1. You are in the middle of the ocean and a Yeti speeds by on a sea-doo. Do you
a. return to the dock?
b. alert the coast guard?
c. return to TMZ headquarters with actual news?
d. pull out your bag-pipes and join the parade?

2. Someone has dropped a flaming buoy from a helicopter into your yacht. Do you
a. scream CUT and various obscenities then storm off the movie set (right Christian Bale)?
b. just let Jim Cameron have his way yet again?
c. eat carbs and wait to die?
d. get out the s'more fixins.

3. You are 13 nautical nautbits from the square of the hypotenuse of the shore. Someone in the boat has to go poop. Like right now. Like. IMMEDIATELY. And it's Grandpa. And he has gastrointestinal issues. Serious. Serious. Issues. Do you
a. watch in horror as he yanks down his pants and squats over the side of the boat?
b. avert your eyes.
c. avert your eyes.
d. avert your eyes.


Mel said...

My answers:
1 - D
2- C AND D
3 - E; I'm pushing that old man over and going on to enjoy my day.

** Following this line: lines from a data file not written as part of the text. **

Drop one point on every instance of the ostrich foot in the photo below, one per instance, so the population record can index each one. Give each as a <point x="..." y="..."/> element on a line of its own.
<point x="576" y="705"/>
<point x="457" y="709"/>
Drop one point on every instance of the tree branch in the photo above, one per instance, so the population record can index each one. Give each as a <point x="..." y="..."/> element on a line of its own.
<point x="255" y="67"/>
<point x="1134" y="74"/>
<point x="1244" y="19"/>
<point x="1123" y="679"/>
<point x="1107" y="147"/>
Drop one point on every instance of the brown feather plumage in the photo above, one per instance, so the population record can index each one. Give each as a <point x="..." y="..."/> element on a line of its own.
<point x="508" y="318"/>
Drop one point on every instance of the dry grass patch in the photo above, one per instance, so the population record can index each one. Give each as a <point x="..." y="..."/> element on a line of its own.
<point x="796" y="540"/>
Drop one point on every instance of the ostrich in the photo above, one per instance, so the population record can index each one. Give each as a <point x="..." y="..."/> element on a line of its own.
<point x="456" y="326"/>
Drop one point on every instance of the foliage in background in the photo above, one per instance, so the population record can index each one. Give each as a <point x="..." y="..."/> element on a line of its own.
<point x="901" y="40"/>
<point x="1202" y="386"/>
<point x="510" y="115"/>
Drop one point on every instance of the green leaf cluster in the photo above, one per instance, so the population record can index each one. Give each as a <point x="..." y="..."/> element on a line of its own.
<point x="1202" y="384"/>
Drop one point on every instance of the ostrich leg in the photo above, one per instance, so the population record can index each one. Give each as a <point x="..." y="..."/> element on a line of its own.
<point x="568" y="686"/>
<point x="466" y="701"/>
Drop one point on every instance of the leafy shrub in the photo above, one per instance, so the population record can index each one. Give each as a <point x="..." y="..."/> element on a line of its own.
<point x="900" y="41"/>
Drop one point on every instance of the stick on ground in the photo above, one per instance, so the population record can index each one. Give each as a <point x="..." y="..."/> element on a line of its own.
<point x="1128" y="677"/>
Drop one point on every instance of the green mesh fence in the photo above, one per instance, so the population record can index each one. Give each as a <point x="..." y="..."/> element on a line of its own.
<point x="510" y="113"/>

Debra She Who Seeks said...

And the correct answer always is: make s'mores while playing the bagpipes and not watching Grandpa poop.

Nicole said...

Clarification. Was the Yeti actually grandpa on a Sea-Doo?

wendy said...

ha ha...that last one is hysterical.
WHAT ELSE CAN YOU gotta go, you gotta go. on Land or Water
you just GO
And of course you have to make s'mores. If you are going to blow up , just as well go out in a blaze of glory and EAT while your at it.
Perhaps ALL OF THIS is why I stay on dry land.
My hubby used to own a sail boat...I am glad that was BEFORE we hooked up. I have serious water issues.